The number of total knee replacement (TKR) surgeries more than tripled between 1993 and 2009, while the number of total hip replacements (THR) doubled during the same time period. A study appearing in the June Journal of Bone and Joint Surgery (JBJS) found that an increase in the prevalence of ovrweight and obesity in the U.S. accounted for 95 percent of the higher demand for knee replacements, with younger patients affected to a greater degree.
"We observed that growth of knee replacement volumes was far outpacing that of hip replacements and were curious as to the origins of this trend," said lead study author Peter B. Derman, MD, MBA, an orthopaedic surgery resident at the Hospital for Special Surgery in New York, N.Y.
Previous studies have found a strong link between a higher body mass index (BMI) and knee osteoarthritis. The effects of weight on hip osteoarthritis were less clear.
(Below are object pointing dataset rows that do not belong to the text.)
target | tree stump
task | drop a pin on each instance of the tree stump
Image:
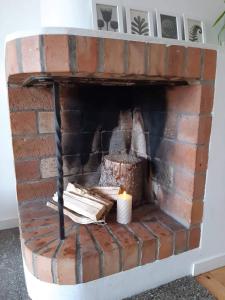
(126, 171)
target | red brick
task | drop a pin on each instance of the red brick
(192, 157)
(66, 261)
(86, 54)
(210, 58)
(114, 56)
(38, 244)
(165, 239)
(23, 123)
(128, 244)
(11, 58)
(111, 255)
(156, 60)
(89, 256)
(193, 63)
(194, 129)
(48, 167)
(179, 231)
(136, 58)
(34, 147)
(197, 212)
(148, 242)
(207, 98)
(30, 51)
(28, 256)
(39, 232)
(194, 238)
(30, 98)
(27, 170)
(175, 205)
(56, 53)
(46, 122)
(191, 185)
(175, 61)
(36, 190)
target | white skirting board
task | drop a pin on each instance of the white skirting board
(114, 287)
(10, 223)
(209, 264)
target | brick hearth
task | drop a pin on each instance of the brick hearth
(92, 251)
(178, 182)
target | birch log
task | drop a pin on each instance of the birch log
(126, 171)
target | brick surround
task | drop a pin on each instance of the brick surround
(178, 150)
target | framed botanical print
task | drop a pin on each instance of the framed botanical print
(168, 25)
(194, 30)
(107, 17)
(139, 21)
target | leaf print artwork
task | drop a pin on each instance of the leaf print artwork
(139, 22)
(169, 27)
(194, 33)
(107, 18)
(139, 26)
(194, 30)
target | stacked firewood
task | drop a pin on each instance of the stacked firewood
(84, 205)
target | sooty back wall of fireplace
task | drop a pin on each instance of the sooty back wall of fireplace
(98, 120)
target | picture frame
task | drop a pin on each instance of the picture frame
(194, 29)
(140, 21)
(168, 25)
(107, 16)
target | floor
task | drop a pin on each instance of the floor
(11, 275)
(214, 281)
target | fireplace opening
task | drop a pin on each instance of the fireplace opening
(137, 121)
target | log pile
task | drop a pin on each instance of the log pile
(84, 205)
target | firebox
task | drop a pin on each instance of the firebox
(77, 102)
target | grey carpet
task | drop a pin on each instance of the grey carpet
(182, 289)
(12, 284)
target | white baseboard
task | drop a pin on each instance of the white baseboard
(10, 223)
(208, 264)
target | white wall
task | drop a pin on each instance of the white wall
(14, 15)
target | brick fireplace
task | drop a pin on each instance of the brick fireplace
(116, 96)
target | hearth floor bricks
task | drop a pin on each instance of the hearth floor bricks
(92, 251)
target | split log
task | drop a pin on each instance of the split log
(83, 206)
(78, 190)
(126, 171)
(106, 192)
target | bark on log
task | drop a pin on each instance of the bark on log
(126, 171)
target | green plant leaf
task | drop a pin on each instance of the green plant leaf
(219, 18)
(220, 32)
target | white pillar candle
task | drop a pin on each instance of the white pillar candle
(124, 208)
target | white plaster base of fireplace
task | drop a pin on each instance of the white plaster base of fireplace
(9, 223)
(117, 286)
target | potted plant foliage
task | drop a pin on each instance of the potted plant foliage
(220, 20)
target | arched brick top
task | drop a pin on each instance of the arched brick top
(70, 55)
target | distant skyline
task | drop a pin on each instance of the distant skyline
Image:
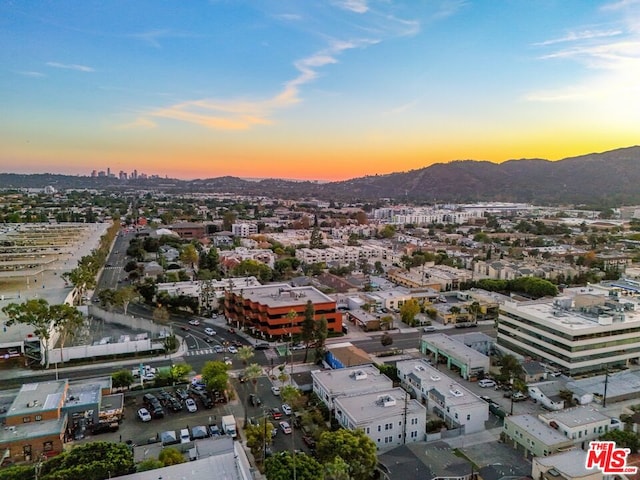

In this study, researchers reviewed at least 10 years of national data (through 2009) on TKR and THR volume, length of hospital stay, in-hospital mortality, and orthopaedic workforce trends.
Among the study findings:
- TKR volume has far outpaced that of THR for patients with a body mass index (BMI) of ≥25 kg/m² (persons with a BMI of ≥25 kg/m² and <30 kg/m² are considered overweight; patients with a BMI of ≥30 kg/m², obese), but not for patients with a BMI of <25 kg/m²
- In 1993, surgeons performed 1.16 TKRs for every THR, but this ratio grew to 1.60 by 2009.
- Patients ages 18 to 64 experienced a more rapid rise in overweight and obesity, compared to patients over age 65.
- From 1997 to 2009, the share of patients ages 18 to 64 undergoing TKR rose 56 percent, compared with only 35 percent for THR.
- Surgeon per-case reimbursement for TKR fell from approximately $3,000 in 1995 to $1,560 in 2009, and surgeon fees for THR from $2,840 to $1,460. As the data represents an approximate 48 percent drop in fees for both procedures, surgeons do not appear to be performing more TKRs over THRs because of higher reimbursement.
- Hospital reimbursement, length of hospital stay and in-hospital mortality pertaining to TKR and THR also comparably declined between 1995 and 2009.
"We found that this differential growth rate in total knee replacement procedures could not be attributed to changes in physician or hospital payments, length of hospital stays, in-hospital death rates, or surgical work force characteristics," said Dr. Derman. "Because excess body weight appears to be more damaging to the knee than to the hip, the increasing prevalence of overweight and obesity may explain the growing demand for knee replacements over hip replacements.
"If rates of overweight and obesity continue to climb, we should expect further acceleration in the number of knee replacements performed annually in the U.S. with a more modest increase in hip replacement volumes," said Dr. Derman. "This knowledge can inform future policy decisions regarding health care funding and surgical workforce training as well as guide allocation of preventative health resources."
Total knee replacement and THR volume, length of hospital stay and in-hospital mortality data was obtained from the Nationwide Inpatient Sample, part of the U.S. Department of Health and Human Services (HHS) Healthcare Cost and Utilization Project (HCUP), which in 2009 included details on more than eight million admissions at more than 1,000 hospitals in 44 states. The International Classification of Diseases, Ninth Revision, Clinical Modification (ICD-9-CM) procedure codes for primary TKR and primary THR were used to define relevant procedures. Reimbursement was calculated using available information from the Federal Register and Centers for Medicare and Medicaid Services databases, and trends in body mass index from the Centers for Disease Control and Prevention (CDC) Behavioral Risk Factor Surveillance System. Orthopaedic workforce information was obtained from the American Academy of Orthopaedic Surgeons.